ROMA A parole c'è la massima unità d'intenti. Con abbracci e sorrisi al termine di un cda durato meno di due ore. Una riunione che, secondo fonti ufficiali, ha da un lato rinnovato l'appoggio al management di Alitalia e, dall'altro, al piano che prevede un taglio dei costi da 160 milioni solo per il 2017. Nei fatti però qualche tensione in cda c'è stata ieri pomeriggio. Perché al di là della volontà di stemperare le polemiche, i soci bancari, ovvero Intesa e Unicredit, non sono ancora convinti della necessità di andare avanti con l'ad Cramer Ball e, sopratutto, con il vicepresidente James Hogan. Insomma, almeno una delle due banche, preferirebbe una forte discontinuità per far marciare il business plan, un piano che adesso dovrà essere validato dai due advisor nominati ufficialmente dalla compagnia, Roland Berger per la parte industriale e Kpmg per quella finanziaria.

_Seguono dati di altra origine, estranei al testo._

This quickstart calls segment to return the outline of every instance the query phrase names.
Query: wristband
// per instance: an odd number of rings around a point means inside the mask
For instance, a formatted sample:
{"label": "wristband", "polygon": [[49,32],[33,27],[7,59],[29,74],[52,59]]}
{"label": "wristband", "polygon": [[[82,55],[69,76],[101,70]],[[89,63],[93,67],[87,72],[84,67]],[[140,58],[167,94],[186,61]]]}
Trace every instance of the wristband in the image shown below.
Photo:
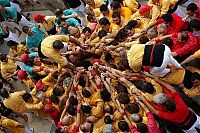
{"label": "wristband", "polygon": [[97,89],[101,89],[101,84],[96,84]]}

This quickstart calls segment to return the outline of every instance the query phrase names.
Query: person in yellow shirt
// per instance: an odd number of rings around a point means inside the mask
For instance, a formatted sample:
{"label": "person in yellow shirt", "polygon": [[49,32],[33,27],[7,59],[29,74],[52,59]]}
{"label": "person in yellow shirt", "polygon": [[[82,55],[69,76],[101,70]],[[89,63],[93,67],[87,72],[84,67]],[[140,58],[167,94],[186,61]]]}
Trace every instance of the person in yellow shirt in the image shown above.
{"label": "person in yellow shirt", "polygon": [[74,69],[73,65],[60,55],[60,50],[64,47],[62,42],[72,42],[75,45],[84,47],[77,39],[67,35],[53,35],[45,38],[39,46],[38,53],[40,57],[48,57],[57,62],[61,67],[69,67]]}
{"label": "person in yellow shirt", "polygon": [[11,78],[17,74],[17,65],[13,62],[13,58],[8,55],[1,54],[1,74],[5,79]]}
{"label": "person in yellow shirt", "polygon": [[118,1],[113,1],[110,6],[112,12],[120,13],[120,15],[124,17],[125,22],[129,21],[132,15],[132,11],[130,8],[121,6],[120,2]]}
{"label": "person in yellow shirt", "polygon": [[10,48],[9,55],[11,57],[20,57],[22,54],[28,52],[28,48],[22,44],[18,44],[15,41],[8,41],[7,46]]}
{"label": "person in yellow shirt", "polygon": [[120,16],[119,13],[114,12],[112,14],[112,23],[111,23],[111,32],[119,30],[124,24],[124,19]]}
{"label": "person in yellow shirt", "polygon": [[56,16],[44,16],[36,13],[34,15],[34,21],[38,23],[38,28],[43,31],[45,36],[55,35],[56,32]]}
{"label": "person in yellow shirt", "polygon": [[5,88],[2,88],[0,90],[0,95],[4,98],[3,104],[9,108],[12,109],[13,112],[18,114],[21,118],[27,120],[25,115],[22,115],[22,113],[25,113],[28,111],[28,109],[25,106],[25,102],[22,99],[22,95],[26,93],[25,91],[17,91],[14,93],[9,93]]}
{"label": "person in yellow shirt", "polygon": [[167,14],[170,9],[173,9],[177,2],[178,0],[149,0],[147,4],[150,6],[156,5],[161,11],[161,17],[162,15]]}
{"label": "person in yellow shirt", "polygon": [[9,133],[24,133],[25,131],[24,125],[4,116],[0,116],[0,126],[6,128]]}

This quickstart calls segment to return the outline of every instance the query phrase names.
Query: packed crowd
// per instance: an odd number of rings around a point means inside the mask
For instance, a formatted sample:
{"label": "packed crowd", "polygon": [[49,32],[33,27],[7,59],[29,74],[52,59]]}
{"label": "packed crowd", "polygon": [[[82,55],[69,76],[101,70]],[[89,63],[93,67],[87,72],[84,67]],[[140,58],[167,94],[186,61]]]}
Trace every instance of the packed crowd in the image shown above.
{"label": "packed crowd", "polygon": [[27,113],[55,133],[200,132],[200,3],[34,2],[54,16],[0,0],[0,132],[33,132]]}

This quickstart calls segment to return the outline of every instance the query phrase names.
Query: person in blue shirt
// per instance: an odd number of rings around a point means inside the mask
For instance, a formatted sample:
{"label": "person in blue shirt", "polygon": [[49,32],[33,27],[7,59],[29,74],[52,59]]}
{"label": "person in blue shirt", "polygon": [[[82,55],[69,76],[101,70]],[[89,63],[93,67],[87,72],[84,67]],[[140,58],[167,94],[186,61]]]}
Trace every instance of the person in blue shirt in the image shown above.
{"label": "person in blue shirt", "polygon": [[31,29],[28,26],[24,26],[22,31],[27,34],[26,44],[28,49],[31,51],[37,51],[38,46],[44,39],[43,32],[37,27]]}
{"label": "person in blue shirt", "polygon": [[68,32],[68,27],[69,26],[73,26],[73,27],[78,28],[79,31],[80,31],[80,33],[82,31],[80,23],[76,19],[74,19],[74,18],[69,18],[67,20],[65,20],[65,19],[62,18],[58,22],[58,25],[59,25],[59,27],[61,29],[61,34],[69,34],[69,32]]}

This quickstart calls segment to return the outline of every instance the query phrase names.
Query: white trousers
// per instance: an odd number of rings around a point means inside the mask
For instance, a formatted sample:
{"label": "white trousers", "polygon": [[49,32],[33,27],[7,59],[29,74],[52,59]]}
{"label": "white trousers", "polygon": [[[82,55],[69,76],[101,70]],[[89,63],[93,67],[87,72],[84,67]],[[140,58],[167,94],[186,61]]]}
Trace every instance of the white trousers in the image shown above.
{"label": "white trousers", "polygon": [[166,74],[170,72],[170,69],[167,68],[167,65],[169,65],[170,63],[174,65],[176,68],[179,68],[181,66],[172,56],[169,47],[165,45],[162,65],[160,67],[152,67],[150,73],[155,76],[164,77]]}

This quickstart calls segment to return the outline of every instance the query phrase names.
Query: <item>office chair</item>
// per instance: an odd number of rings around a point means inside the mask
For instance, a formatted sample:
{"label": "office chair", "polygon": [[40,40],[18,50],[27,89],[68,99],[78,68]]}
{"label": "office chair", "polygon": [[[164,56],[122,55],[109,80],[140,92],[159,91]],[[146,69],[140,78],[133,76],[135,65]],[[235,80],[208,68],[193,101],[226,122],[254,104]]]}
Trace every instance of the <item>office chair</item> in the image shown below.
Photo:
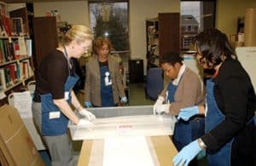
{"label": "office chair", "polygon": [[146,99],[155,101],[163,89],[163,70],[160,67],[149,68],[146,77]]}

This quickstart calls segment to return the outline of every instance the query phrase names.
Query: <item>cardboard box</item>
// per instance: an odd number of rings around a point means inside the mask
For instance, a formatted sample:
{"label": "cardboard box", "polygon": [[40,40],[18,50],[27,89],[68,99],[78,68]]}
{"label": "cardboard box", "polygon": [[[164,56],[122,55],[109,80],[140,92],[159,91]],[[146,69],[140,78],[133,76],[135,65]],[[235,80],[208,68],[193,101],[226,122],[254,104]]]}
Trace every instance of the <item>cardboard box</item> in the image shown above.
{"label": "cardboard box", "polygon": [[0,161],[3,165],[44,165],[18,111],[0,108]]}

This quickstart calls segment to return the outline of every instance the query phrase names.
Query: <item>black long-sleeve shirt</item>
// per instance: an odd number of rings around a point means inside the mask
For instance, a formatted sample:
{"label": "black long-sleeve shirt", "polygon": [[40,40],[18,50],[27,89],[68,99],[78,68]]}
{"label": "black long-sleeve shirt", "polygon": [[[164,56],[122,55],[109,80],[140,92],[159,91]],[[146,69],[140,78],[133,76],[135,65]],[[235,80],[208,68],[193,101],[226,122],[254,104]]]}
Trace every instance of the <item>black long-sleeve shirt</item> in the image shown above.
{"label": "black long-sleeve shirt", "polygon": [[227,59],[213,82],[215,100],[225,118],[201,137],[209,151],[218,150],[237,135],[256,109],[252,82],[238,60]]}

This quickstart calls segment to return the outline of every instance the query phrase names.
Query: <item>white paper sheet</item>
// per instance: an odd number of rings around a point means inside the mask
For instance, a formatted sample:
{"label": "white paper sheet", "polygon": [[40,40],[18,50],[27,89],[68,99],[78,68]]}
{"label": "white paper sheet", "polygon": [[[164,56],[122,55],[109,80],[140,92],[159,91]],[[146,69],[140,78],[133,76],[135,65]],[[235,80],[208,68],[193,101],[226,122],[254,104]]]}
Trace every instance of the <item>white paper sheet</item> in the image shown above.
{"label": "white paper sheet", "polygon": [[32,117],[32,97],[29,91],[14,93],[14,106],[18,109],[21,118]]}
{"label": "white paper sheet", "polygon": [[143,136],[107,137],[104,140],[103,166],[154,166]]}

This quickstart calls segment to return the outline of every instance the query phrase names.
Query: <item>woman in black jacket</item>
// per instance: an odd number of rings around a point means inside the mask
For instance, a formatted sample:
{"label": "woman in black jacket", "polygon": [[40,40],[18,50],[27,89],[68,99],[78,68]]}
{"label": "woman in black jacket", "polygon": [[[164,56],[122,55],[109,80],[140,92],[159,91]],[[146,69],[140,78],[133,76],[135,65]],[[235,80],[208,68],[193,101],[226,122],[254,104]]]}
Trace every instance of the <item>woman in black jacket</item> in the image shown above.
{"label": "woman in black jacket", "polygon": [[174,164],[187,165],[206,149],[212,166],[256,165],[256,97],[248,74],[220,31],[205,30],[194,43],[200,64],[215,73],[207,82],[206,108],[181,109],[178,118],[205,113],[206,134],[185,146],[174,157]]}

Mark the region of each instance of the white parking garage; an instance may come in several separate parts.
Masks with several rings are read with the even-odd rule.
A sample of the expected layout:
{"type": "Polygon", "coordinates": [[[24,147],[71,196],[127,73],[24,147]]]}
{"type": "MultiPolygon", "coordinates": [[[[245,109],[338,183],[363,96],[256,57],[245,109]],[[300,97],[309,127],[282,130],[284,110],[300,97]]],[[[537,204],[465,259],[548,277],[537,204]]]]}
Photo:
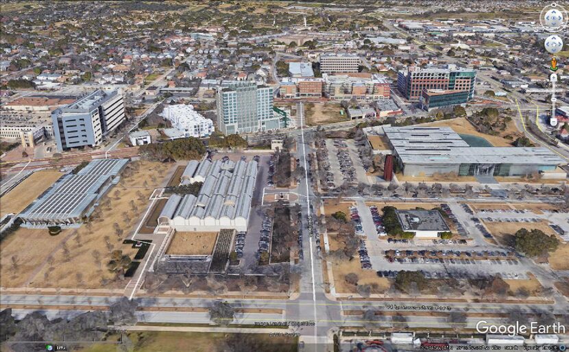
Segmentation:
{"type": "Polygon", "coordinates": [[[158,217],[158,225],[178,231],[247,231],[257,162],[230,160],[190,162],[182,184],[203,182],[197,196],[173,194],[158,217]]]}

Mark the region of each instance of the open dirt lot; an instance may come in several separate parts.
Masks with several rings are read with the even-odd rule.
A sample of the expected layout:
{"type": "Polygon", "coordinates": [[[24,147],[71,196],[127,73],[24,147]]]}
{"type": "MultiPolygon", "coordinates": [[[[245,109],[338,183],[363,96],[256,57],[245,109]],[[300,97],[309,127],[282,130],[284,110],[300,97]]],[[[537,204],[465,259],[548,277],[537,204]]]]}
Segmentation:
{"type": "Polygon", "coordinates": [[[429,210],[440,205],[440,204],[437,203],[389,203],[382,201],[366,202],[365,205],[368,207],[371,205],[376,205],[380,210],[381,210],[381,208],[383,207],[387,206],[395,207],[398,210],[409,210],[411,209],[415,209],[417,207],[429,210]]]}
{"type": "Polygon", "coordinates": [[[55,170],[36,171],[0,199],[0,217],[23,210],[63,174],[55,170]]]}
{"type": "Polygon", "coordinates": [[[531,296],[539,296],[542,291],[542,285],[537,279],[531,274],[529,274],[529,279],[527,280],[504,280],[506,284],[510,286],[510,291],[514,294],[520,288],[524,288],[530,292],[531,296]]]}
{"type": "Polygon", "coordinates": [[[549,266],[554,270],[569,270],[569,244],[559,244],[549,255],[549,266]]]}
{"type": "Polygon", "coordinates": [[[167,254],[206,255],[213,253],[217,232],[176,232],[167,254]]]}
{"type": "Polygon", "coordinates": [[[340,201],[338,202],[336,199],[326,199],[324,201],[324,212],[326,215],[332,215],[336,212],[342,212],[346,215],[350,215],[350,210],[348,209],[352,205],[355,205],[355,203],[351,201],[340,201]]]}
{"type": "Polygon", "coordinates": [[[370,141],[370,144],[372,144],[372,148],[374,149],[386,150],[389,149],[389,147],[387,147],[387,141],[384,140],[384,139],[379,136],[368,136],[367,140],[370,141]]]}
{"type": "Polygon", "coordinates": [[[317,126],[347,121],[347,114],[345,112],[343,116],[340,114],[342,110],[342,107],[338,103],[306,103],[304,105],[306,125],[317,126]]]}
{"type": "Polygon", "coordinates": [[[2,240],[0,249],[0,285],[2,287],[23,286],[36,268],[45,264],[47,254],[71,234],[71,230],[66,229],[52,236],[49,236],[47,229],[21,227],[9,235],[2,240]]]}
{"type": "MultiPolygon", "coordinates": [[[[330,249],[335,251],[343,247],[342,243],[337,239],[335,235],[328,235],[330,240],[330,249]]],[[[334,284],[338,293],[355,293],[354,288],[346,281],[344,279],[347,274],[353,273],[358,275],[359,284],[378,285],[378,289],[373,293],[379,293],[385,291],[391,287],[391,281],[385,277],[378,277],[374,270],[363,270],[357,258],[357,253],[352,260],[332,262],[332,272],[334,275],[334,284]]]]}
{"type": "Polygon", "coordinates": [[[501,136],[491,136],[489,134],[481,134],[476,131],[474,127],[463,117],[429,123],[428,126],[448,126],[457,134],[472,134],[478,137],[482,137],[494,147],[511,147],[512,141],[507,140],[501,136],[519,134],[513,121],[508,124],[507,128],[505,131],[502,132],[501,136]]]}
{"type": "MultiPolygon", "coordinates": [[[[21,279],[5,285],[3,281],[2,286],[19,287],[27,282],[32,287],[52,287],[57,283],[58,287],[64,288],[100,288],[101,286],[106,288],[123,288],[129,279],[113,279],[114,274],[109,272],[106,265],[113,250],[121,250],[131,258],[136,253],[136,249],[123,244],[122,240],[131,235],[148,206],[148,197],[162,181],[156,175],[168,173],[171,164],[134,162],[129,166],[136,168],[132,175],[121,177],[119,185],[101,199],[101,205],[95,212],[99,214],[90,225],[84,224],[79,229],[66,230],[56,236],[50,236],[47,229],[38,230],[40,232],[34,234],[41,239],[39,242],[30,238],[32,235],[27,234],[31,230],[20,229],[10,236],[15,240],[5,244],[3,241],[0,252],[3,264],[4,258],[11,260],[9,253],[16,251],[26,253],[26,257],[33,253],[34,257],[28,261],[23,257],[22,262],[25,265],[21,265],[16,272],[21,279]],[[120,236],[115,232],[116,227],[122,230],[120,236]],[[49,256],[53,258],[51,264],[47,260],[49,256]]],[[[10,265],[3,265],[1,273],[10,268],[10,265]]],[[[2,275],[3,280],[5,277],[6,275],[2,275]]]]}

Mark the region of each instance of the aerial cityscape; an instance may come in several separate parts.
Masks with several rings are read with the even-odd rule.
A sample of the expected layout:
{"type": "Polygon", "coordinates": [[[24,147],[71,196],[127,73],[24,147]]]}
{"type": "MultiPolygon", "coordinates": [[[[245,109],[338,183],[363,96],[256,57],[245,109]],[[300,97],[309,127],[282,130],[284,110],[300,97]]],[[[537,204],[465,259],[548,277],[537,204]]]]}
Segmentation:
{"type": "Polygon", "coordinates": [[[565,351],[566,9],[0,0],[0,351],[565,351]]]}

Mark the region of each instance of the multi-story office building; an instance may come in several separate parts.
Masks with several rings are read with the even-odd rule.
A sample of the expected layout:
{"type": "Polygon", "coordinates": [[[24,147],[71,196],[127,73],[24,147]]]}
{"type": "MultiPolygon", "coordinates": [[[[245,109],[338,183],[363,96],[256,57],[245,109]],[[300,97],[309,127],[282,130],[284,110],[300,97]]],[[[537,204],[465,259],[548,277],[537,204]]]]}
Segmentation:
{"type": "Polygon", "coordinates": [[[324,88],[326,96],[335,100],[358,100],[389,99],[391,97],[389,84],[380,75],[370,73],[348,73],[345,75],[323,75],[324,88]]]}
{"type": "Polygon", "coordinates": [[[306,79],[298,81],[298,96],[301,97],[311,97],[320,98],[322,97],[322,79],[306,79]]]}
{"type": "Polygon", "coordinates": [[[49,112],[4,110],[0,114],[0,138],[19,139],[24,148],[35,147],[44,137],[53,136],[49,112]]]}
{"type": "Polygon", "coordinates": [[[413,101],[420,99],[424,89],[466,90],[470,100],[474,96],[476,79],[476,71],[459,68],[456,65],[448,65],[446,68],[412,66],[399,71],[397,86],[405,98],[413,101]]]}
{"type": "Polygon", "coordinates": [[[97,90],[54,110],[51,119],[58,151],[95,147],[125,121],[123,96],[97,90]]]}
{"type": "MultiPolygon", "coordinates": [[[[380,131],[374,129],[364,131],[380,131]]],[[[564,162],[547,148],[470,147],[450,127],[381,126],[380,131],[406,176],[525,176],[564,162]]]]}
{"type": "Polygon", "coordinates": [[[468,101],[468,90],[423,90],[421,108],[431,111],[433,109],[465,104],[468,101]]]}
{"type": "Polygon", "coordinates": [[[360,58],[355,55],[321,55],[320,72],[358,72],[360,58]]]}
{"type": "Polygon", "coordinates": [[[217,125],[225,134],[276,129],[280,119],[273,110],[273,88],[243,81],[217,89],[217,125]]]}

LA PRESSIONEPer il momento Etihad, che ha il 49% del capitale, tiene duro e non cede al pressing su Ball e Hogan, facendo notare che cambiare il management in questo momento sarebbe solo una perdita di tempo. E che, come già assicurato al governo, ci sarà il massimo coinvolgimento degli azionisti, chiamati, come noto, a mettere mano al portafoglio già a marzo con una nuova iniezione di liquidità non lontana da 600 milioni.
Ma a sfiduciare Ball, dopo le bordate del ministro dello Sviluppo Carlo Calenda, che ha definito inadeguato l'attuale vertice aziendale, fanno capire sempre le banche, potrebbero essere invece gli advisor indipendenti. Se i consulenti dovessero individuare forti criticità nel piano, a pagare sarebbe proprio il top management che in queste settimane si gioca tutto con la definizione delle linee guida per i prossimi cinque anni. A partire, il dato è emerso ieri, dal maxi-taglio da 160 milioni. Sforbiciata che riguarderà tutti i costi: dal leasing degli aerei alle forniture. In questo conto non figurerebbero il taglio delle rotte improduttive e, sopratutto, quello del costo del lavoro. Di certo sia Intesa che Unicredit prima di fornire nuove risorse intendono verificare punto per punto i risparmi individuati. Altrimenti, giurano, si ritireranno in buon ordine.
Sul fronte esuberi, il tema più sensibile, il cda ha evitato di entrare nei dettagli. Ma si sa che la cifra oscilla tra 1.600 e 4.000. Con il blocco delle anzianità per i dipendenti con più anni di attività, le esternalizzazioni, la scure sul personale di terra e la possibile estensione del contratto di CityLiner, calibrato sul modello delle low cost, ad un maggior numero di piloti e assistenti di volo. Contratto che, come noto, prevede stipendi inferiori fino al 35% rispetto a quelli attuali della ex compagnia di bandiera. Non è chiaro se questa estensione del contratto low cost, per reggere la concorrenza di Ryanair e Easyjet, sia propedeutica alla creazione di due società, una tradizionale per il lungo raggio e una, molto meno costosa, per il corto e medio. Di fatto però l'obiettivo è proprio quello di riorganizzare radicalmente il vettore, dando maggiore flessibilità, anche attraverso una politica tariffaria più aggressiva e il pagamento dei tutti servizi accessori. Difficilmente il nuovo piano potrà vedere la luce nelle tre settimane, come promesso al governo. Più probabile che il presidente Luca Cordero di Montezemolo, proprio per ottenere il più ampio consenso, chieda un nuovo slittamento.